People v. Brown

Appeal by the defendant, as limited by his brief, from so much of an order of the Supreme Court, Kings County (McKay, J.), entered April 19, 2007, as, after a hearing, designated him a level two sex offender pursuant to Correction Law article 6-C.

Ordered that the order is affirmed insofar as appealed from, without costs or disbursements.

In establishing the appropriate risk level determination under the Sex Offender Registration Act (Correction Law art 6-C), the People bear the burden of proving the necessary facts by clear and convincing evidence (see Correction Law § 168-n [3]; People v Hardy, 42 AD3d 487 [2007]; People v Lawless, 44 AD3d 738 [2007]). Here, the defendant contends that the People failed to establish by clear and convincing evidence that he should be assessed 20 points under risk level factor 4, “Duration of Offense Conduct With Victim” (Sex Offender Registration Act: Risk Assessment Guidelines and Commentary [2006]).

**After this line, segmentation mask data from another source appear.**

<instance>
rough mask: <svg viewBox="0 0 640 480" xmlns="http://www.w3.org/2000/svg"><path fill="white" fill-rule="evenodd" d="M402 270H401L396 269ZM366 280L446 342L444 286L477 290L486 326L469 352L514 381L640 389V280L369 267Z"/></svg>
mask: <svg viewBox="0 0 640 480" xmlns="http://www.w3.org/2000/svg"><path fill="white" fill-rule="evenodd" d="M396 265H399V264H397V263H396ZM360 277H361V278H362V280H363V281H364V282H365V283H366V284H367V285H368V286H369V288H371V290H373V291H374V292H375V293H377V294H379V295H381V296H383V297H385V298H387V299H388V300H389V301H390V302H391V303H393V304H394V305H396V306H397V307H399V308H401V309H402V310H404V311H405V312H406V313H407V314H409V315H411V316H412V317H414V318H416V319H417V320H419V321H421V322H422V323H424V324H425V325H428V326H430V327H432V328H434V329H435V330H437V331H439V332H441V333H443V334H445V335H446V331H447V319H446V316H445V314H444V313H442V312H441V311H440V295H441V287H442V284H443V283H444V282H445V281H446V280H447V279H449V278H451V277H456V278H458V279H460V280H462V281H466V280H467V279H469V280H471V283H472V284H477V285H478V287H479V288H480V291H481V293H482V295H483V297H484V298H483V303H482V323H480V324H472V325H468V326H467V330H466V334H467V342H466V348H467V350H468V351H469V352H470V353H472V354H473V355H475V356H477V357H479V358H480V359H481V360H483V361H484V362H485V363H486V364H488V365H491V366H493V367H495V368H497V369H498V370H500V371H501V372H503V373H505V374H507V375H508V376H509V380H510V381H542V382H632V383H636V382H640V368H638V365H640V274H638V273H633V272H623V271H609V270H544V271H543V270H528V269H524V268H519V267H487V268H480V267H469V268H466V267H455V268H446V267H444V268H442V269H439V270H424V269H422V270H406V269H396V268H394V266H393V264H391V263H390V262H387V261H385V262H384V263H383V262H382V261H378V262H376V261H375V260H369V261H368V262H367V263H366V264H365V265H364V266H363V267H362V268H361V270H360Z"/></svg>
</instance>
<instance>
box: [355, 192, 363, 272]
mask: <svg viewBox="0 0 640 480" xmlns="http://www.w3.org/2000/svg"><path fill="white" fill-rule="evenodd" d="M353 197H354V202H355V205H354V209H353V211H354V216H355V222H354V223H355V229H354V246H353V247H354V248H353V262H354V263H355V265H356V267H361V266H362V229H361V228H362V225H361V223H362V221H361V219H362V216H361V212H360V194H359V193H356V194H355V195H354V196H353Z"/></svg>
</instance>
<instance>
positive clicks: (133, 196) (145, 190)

We disagree. The People submitted adequate proof that the defendant engaged in two or more acts of sexual contact against the victim, including at least one act of sexual intercourse, separated by at least 24 hours (see Sex Offender Registration Act: Risk Assessment Guidelines and Commentary, at 10 [2006]; People v Bolton, 50 AD3d 990 [2008]; People v Taylor, 48 AD3d 775, 776 [2008]; cf. People v Wright, 53 AD3d 963, 964 [2008]).

The defendant’s remaining contentions are without merit. Fisher, J.P., Angiolillo, Dickerson and Belen, JJ., concur.